[ih] Early FTP development in the ARPAnet
John Day
day at std.com
Mon Sep 9 06:34:46 PDT 2002
At 21:04 -0700 9/7/02, Bob Braden wrote:
>I have not received or seen Neal's questions (Chris, what's going on?)
>but I do have some answers from the firing line.
You know, now that you mention it there was another reply that went
by on this list a day or so ago and I would have swore I didn't see
the original. But at the time, I just thought I had zoned out
deleting spam. ;-)
>
> *> >
> *> >
> *> >
<SNIP>
> *> >
> *> >=20 a.) How were decisions made?
> *>
> *> "consensus" (and a lot of very loud debate). Sometimes the decision=20
> *> was based on a good punch line.
> *>
>
>I agree with John Day here, except that sometimes (often?) the final
>decision many technical details were actually made by the person who
>wrote up the meeting notes or who next revised the protocol draft
>;-) Sometimes I was surprised, often bemused, to learn after the
>fact what we had "decided". But this was OK because the people
>involved were very smart, and unless they really screwed up we
>were content to accept their refereeing and get on with it.

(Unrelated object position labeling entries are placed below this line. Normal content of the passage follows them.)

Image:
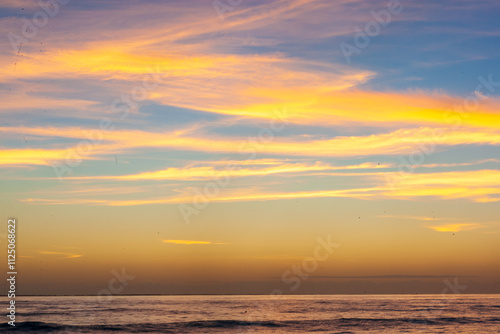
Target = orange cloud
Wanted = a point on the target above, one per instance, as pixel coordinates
(404, 141)
(455, 227)
(192, 242)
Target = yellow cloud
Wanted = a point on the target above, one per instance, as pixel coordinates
(403, 141)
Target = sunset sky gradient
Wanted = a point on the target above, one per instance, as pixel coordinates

O, absolutely. (This is a phenomena I have seen often abused in many
committee projects.) Although, I don't think so much here. Here
really the problem was how little we really knew about each other's
systems. So sometimes what you thought was perfectly reasonable
wasn't.
>
> *> >
> *> >=20 b.) What meetings do you recall? What was the mood of=20
> *> >those meetings?
> *>
> *> Meetings were lively.
>
>Again I agree with John. At this distance, I have only hazy recollections
>of most of the meetings, and depend mostly on the written record.
>
>No, I recall an very early meeting when magisterial Steve Crocker swept
>in on his flying carpet and gave one of his now-familiar
>back-to-fundamentals off-the cuff lectures, this one on what a file
>transfer protocol ought to do. He explained he had written the notes
>on the back of an envelope during the train ride down (so help me!)
>Completely mathematical and abstract, of course. But I was impressed
>and intrigued, in spite of the unexpected dunk into the cold water tank
>of Computer Science, when we were deeply engaged in heavy-duty
>engineering.
>
> *>
> *> >
> *> >=20 c.) How was everything organized?
> *>
> *> Around a table.
> *>
> *> >
> *> >=20 d.) Who did the talking?
> *>
> *> Everyone. Transmission was distinctly full duplex, broadcast.
> *>
> *> >
> *> >=20 e.) What people stand out in your mind?
> *>
>
>Various people took the lead on the ARPAnet FTP spec at various times:
>Abhay Bushan at MIT, then later Nancy Neigus at BBN, then Alex McKenzie
>at BBN. I recall Alex as contributing a lot of protocol maturity and
>some really clever ideas, like the restart mechanism. John Day brought
>in a late proposal for a file access protocol, which seemed like a very
>nice idea but terribly hard to implement with any generality in some
>OSs (like mine), so I lobbied against it (sorry, John).
>
>Steve Crocker (see above). And of course the BBN guys were always
>doing first class work on the Tenex platform, and the rest of us
>scrambled to keep up.
Actually, I have an old ARPANet Protocol Handbook dated 1978 that
lists the 16 people who were at the meeting. I believe this list is
in RFC 542. If not, let me know and I will get it to you.
>If I thought more than 5 minutes, I would certainly think of others.
>My apologies to good friends from that era whom I have slighted.